By IKKO ISHIDA/ Staff Writer
January 10, 2022 at 07:00 JST
FUKUOKA--Kifun Kim found a new sense of purpose in life when she enrolled at night classes for reading and writing Japanese at the age of 74.
Kim came to Japan from the Korean Peninsula about 80 years ago when it was under Japanese colonial rule to marry her Japan-born Korean husband who was working at a coal mine in Iizuka, Fukuoka Prefecture.
She raised five children while working at a vegetable stand, a clothing shop and as a peddler, among others.
But Kim never had the opportunity to learn how to read and write Japanese. She was unable even to write her own name in the visitors’ list when she went to her children’s schools or took them to hospital.
When Chiyo Junior High School near her home in Fukuoka’s Hakata Ward opened the night classes, Kim was the first student to show up on the first day.
Kim always sat in the center of the front row and became the most famous face in the class. She almost never missed a class in about 20 years.
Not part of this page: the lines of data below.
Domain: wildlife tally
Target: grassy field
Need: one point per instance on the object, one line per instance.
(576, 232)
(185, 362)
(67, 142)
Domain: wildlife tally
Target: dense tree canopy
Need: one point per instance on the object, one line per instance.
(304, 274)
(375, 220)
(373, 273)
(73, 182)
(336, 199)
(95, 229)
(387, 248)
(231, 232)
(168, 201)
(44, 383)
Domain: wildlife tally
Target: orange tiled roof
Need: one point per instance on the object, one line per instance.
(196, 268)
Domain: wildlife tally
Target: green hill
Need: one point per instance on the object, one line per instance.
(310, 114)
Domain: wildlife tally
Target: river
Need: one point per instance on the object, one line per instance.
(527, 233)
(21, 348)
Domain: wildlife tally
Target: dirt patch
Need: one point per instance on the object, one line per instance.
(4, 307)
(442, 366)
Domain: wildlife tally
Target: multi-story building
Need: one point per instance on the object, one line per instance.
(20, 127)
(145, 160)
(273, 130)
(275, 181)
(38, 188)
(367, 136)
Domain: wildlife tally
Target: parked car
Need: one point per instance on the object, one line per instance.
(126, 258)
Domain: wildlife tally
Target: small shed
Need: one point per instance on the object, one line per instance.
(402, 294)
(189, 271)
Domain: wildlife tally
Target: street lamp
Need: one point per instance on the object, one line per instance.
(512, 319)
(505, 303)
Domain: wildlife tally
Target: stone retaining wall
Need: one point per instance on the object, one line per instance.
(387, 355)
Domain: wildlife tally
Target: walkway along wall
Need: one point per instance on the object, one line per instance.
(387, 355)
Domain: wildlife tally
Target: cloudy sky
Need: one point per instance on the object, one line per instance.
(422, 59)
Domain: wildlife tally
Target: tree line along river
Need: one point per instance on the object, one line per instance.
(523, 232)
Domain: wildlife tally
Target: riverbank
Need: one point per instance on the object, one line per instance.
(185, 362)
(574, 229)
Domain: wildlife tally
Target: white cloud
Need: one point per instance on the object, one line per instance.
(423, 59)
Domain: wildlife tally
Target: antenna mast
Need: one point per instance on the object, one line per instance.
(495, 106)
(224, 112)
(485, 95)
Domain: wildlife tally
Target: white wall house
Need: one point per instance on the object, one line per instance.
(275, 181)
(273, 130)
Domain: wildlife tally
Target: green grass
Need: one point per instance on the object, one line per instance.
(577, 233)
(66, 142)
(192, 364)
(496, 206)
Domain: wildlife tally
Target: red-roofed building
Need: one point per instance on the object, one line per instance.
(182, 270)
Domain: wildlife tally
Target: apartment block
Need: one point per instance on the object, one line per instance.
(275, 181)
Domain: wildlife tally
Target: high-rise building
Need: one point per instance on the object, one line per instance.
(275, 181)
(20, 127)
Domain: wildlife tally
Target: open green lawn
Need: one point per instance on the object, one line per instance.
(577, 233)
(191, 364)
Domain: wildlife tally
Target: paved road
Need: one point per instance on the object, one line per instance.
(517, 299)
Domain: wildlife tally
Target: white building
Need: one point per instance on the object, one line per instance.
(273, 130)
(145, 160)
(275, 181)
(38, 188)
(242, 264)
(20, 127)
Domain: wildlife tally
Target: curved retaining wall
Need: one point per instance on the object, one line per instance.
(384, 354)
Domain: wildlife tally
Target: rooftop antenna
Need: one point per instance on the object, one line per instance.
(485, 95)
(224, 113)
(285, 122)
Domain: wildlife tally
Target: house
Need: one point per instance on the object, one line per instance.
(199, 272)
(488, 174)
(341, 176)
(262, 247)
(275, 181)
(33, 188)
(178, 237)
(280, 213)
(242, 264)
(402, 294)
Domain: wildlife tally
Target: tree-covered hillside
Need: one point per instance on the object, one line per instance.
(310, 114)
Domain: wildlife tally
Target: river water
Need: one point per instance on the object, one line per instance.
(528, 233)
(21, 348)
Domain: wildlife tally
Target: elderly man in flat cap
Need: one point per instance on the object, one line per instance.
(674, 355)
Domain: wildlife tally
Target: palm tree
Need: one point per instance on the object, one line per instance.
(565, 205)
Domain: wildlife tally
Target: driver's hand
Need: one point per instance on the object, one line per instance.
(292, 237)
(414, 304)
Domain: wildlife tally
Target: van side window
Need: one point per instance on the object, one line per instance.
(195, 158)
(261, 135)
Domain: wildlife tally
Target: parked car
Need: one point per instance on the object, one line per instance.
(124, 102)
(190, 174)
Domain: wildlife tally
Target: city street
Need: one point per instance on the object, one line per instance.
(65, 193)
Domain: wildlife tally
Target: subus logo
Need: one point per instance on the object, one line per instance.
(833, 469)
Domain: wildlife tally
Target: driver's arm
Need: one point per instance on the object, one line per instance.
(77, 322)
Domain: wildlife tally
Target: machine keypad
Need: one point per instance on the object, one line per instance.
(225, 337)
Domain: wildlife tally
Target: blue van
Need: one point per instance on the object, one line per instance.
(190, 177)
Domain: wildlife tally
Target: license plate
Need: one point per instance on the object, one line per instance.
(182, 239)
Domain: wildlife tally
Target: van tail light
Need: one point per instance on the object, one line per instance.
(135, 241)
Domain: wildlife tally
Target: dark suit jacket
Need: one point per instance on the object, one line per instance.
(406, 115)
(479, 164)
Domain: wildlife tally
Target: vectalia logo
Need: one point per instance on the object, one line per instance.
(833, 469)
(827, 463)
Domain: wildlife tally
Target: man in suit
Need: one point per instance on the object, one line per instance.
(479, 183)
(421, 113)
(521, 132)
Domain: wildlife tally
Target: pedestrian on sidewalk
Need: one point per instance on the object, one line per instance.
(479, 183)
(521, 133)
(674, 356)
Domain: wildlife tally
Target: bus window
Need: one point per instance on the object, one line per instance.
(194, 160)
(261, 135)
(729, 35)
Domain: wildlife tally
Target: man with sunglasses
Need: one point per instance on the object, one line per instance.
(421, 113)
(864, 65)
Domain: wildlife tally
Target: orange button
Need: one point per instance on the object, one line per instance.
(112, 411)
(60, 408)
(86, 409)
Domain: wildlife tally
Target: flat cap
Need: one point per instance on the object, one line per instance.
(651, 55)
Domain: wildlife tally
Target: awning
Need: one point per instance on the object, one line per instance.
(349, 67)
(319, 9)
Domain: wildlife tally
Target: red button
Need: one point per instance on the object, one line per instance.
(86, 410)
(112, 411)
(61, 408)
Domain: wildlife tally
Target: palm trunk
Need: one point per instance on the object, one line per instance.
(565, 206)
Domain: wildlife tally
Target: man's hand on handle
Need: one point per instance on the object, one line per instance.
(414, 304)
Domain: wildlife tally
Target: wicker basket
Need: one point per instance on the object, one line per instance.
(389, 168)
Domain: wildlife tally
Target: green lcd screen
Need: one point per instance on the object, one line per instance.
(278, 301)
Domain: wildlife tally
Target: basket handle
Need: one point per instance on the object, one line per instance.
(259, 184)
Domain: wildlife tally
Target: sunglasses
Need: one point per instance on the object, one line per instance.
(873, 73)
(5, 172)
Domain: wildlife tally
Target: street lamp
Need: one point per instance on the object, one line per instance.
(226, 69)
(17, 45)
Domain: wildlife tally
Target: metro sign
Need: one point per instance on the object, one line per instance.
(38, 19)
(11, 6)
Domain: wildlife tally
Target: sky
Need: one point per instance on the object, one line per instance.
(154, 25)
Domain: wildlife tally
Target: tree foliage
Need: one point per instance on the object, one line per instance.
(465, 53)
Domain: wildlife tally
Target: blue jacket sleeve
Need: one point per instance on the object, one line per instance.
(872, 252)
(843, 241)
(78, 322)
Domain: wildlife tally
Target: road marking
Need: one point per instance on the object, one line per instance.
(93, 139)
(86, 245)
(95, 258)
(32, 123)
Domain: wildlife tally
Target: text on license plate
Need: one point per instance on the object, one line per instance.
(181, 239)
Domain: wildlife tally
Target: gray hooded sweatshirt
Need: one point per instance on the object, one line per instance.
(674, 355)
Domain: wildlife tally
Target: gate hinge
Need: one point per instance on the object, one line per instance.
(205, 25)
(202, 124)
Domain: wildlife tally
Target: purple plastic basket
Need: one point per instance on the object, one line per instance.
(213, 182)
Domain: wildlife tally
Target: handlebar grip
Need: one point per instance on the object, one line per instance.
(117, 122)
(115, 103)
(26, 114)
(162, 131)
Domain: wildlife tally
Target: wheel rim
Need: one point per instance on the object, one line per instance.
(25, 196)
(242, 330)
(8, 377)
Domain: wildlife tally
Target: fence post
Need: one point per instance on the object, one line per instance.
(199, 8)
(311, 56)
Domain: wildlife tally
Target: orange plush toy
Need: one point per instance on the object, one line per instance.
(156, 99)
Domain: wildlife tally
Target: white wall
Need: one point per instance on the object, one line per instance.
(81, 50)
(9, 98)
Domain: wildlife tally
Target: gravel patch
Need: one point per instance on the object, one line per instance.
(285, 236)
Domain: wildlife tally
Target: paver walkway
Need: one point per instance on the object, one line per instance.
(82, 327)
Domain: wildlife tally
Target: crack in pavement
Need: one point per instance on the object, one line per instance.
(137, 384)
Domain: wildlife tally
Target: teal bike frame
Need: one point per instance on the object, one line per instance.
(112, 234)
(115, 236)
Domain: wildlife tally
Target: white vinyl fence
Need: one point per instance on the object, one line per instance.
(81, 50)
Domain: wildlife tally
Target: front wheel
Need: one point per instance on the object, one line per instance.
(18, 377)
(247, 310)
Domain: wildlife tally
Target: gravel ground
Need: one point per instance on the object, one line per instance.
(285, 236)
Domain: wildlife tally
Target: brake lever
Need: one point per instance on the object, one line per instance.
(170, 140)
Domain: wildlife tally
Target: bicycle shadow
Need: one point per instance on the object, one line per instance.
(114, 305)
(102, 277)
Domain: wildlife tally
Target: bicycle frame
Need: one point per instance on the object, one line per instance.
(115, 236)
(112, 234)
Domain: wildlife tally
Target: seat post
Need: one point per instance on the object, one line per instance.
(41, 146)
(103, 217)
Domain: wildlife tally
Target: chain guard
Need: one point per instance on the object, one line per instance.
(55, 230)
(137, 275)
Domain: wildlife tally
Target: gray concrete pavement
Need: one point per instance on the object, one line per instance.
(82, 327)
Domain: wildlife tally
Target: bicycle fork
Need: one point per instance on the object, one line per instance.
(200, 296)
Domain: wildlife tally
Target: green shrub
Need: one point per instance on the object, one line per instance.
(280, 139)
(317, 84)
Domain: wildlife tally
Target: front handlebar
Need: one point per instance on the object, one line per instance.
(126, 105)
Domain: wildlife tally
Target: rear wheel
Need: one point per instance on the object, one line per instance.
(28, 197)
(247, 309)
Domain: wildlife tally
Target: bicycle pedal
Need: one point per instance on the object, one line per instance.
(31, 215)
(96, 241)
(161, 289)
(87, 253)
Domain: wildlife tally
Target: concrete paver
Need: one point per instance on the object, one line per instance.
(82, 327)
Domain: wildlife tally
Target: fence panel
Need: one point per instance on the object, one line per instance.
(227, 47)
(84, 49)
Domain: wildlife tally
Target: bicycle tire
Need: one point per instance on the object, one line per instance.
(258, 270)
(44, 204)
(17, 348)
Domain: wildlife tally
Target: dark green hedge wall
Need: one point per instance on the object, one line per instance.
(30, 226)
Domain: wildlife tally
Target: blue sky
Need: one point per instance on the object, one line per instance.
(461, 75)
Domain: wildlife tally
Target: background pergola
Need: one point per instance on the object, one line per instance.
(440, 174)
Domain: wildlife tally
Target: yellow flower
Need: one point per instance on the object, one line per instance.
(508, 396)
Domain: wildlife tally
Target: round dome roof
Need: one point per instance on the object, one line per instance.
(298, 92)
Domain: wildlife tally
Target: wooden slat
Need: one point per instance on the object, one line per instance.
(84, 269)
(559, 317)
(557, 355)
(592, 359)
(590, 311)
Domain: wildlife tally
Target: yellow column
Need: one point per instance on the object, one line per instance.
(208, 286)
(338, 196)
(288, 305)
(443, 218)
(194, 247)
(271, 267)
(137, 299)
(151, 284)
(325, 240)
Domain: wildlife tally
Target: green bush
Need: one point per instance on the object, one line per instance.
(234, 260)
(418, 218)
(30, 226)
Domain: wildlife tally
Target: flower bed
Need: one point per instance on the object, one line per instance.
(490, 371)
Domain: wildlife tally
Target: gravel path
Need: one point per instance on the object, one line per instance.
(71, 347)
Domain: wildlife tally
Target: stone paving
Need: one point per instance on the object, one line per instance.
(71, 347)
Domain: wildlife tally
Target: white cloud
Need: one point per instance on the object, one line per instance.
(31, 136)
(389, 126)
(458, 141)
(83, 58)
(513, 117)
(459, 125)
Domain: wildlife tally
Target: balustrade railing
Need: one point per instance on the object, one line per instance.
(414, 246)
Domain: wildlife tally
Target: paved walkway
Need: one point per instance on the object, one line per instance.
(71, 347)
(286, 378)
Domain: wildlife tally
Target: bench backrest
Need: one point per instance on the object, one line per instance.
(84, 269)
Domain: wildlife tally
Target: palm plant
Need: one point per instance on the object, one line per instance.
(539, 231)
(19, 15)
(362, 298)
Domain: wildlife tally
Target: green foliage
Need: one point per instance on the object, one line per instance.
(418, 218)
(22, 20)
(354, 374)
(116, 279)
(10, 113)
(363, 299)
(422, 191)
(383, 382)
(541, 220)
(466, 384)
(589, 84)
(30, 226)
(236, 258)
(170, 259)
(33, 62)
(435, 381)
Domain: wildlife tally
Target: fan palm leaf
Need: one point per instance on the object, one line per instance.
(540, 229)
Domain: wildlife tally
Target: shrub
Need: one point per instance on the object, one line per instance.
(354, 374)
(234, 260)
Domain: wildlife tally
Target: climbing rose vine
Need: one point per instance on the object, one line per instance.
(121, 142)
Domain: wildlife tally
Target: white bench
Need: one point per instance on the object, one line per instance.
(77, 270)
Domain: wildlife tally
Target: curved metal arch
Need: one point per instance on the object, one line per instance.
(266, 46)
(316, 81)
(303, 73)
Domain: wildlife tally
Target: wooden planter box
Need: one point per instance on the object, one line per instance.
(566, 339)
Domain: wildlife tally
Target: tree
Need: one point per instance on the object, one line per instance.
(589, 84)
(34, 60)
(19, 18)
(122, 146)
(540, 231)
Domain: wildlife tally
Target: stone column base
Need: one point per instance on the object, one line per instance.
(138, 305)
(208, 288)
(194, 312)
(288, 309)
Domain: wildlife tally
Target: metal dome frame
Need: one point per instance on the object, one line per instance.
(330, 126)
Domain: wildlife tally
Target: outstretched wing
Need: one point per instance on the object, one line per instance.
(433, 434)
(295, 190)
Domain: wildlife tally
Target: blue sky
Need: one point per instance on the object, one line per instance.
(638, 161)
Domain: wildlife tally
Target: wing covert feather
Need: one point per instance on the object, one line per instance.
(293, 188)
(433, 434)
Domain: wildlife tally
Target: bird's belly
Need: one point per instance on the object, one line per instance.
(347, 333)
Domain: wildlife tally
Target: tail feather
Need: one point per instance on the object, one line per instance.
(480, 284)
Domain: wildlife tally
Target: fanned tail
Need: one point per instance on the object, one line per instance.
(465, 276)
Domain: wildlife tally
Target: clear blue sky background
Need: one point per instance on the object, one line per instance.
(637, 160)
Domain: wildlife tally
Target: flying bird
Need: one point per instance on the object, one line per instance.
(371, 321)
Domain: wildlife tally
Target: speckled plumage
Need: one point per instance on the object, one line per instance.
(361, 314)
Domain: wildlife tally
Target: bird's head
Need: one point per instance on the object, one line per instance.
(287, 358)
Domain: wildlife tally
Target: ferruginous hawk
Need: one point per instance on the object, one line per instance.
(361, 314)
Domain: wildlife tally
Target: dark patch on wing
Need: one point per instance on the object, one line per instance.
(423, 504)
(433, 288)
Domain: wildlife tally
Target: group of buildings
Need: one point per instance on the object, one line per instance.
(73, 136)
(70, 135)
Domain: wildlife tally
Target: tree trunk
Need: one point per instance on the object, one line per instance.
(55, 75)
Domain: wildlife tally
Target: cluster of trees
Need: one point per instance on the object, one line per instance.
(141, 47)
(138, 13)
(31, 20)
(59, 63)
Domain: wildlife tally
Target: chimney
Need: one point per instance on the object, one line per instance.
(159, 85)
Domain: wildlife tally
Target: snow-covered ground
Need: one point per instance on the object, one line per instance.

A collection of jottings by students contains a passage that she wrote: “Studying has always been my dream since my childhood. School is my purpose in life.”
The classes are offered for those who did not have the chance to learn how to read and write Japanese due to various circumstances.
Kim diligently practiced writing Japanese characters in her notebooks. One is tightly filled with words in hiragana script, while another is filled with her repetitive attempts to write kanji characters.
When she learned enough to be able to read a sign along a street where she frequently walked, an overjoyed Kim went there every day to read it over and over again. The sign said, “This road comes to a dead end.”
Her dream was to read newspapers.
“Newspapers are difficult because they are written with (so many) kanji. I’d be asking too much if I want to read newspapers,” she once said with a smile.
Kim’s goal was to live to be 100. But she died in November 2020 at the age of 97.
A private gathering was planned at the time to remember her, but it was called off due to the novel coronavirus pandemic.
It was finally held with about 70 people in attendance on Nov. 3, ahead of the first anniversary of her death, in the classroom where she sat for all those years.
Photos of her smiling and dancing cheerfully, as well as her notebooks filled with Japanese characters, were lined up at the venue.
During the gathering, the attendees were told how Kim had compared her class to a pair of glasses.
“The reading and writing class is a pair of glasses for me,” she wrote. “I couldn’t see things even close to me, but now I can see things so far away.”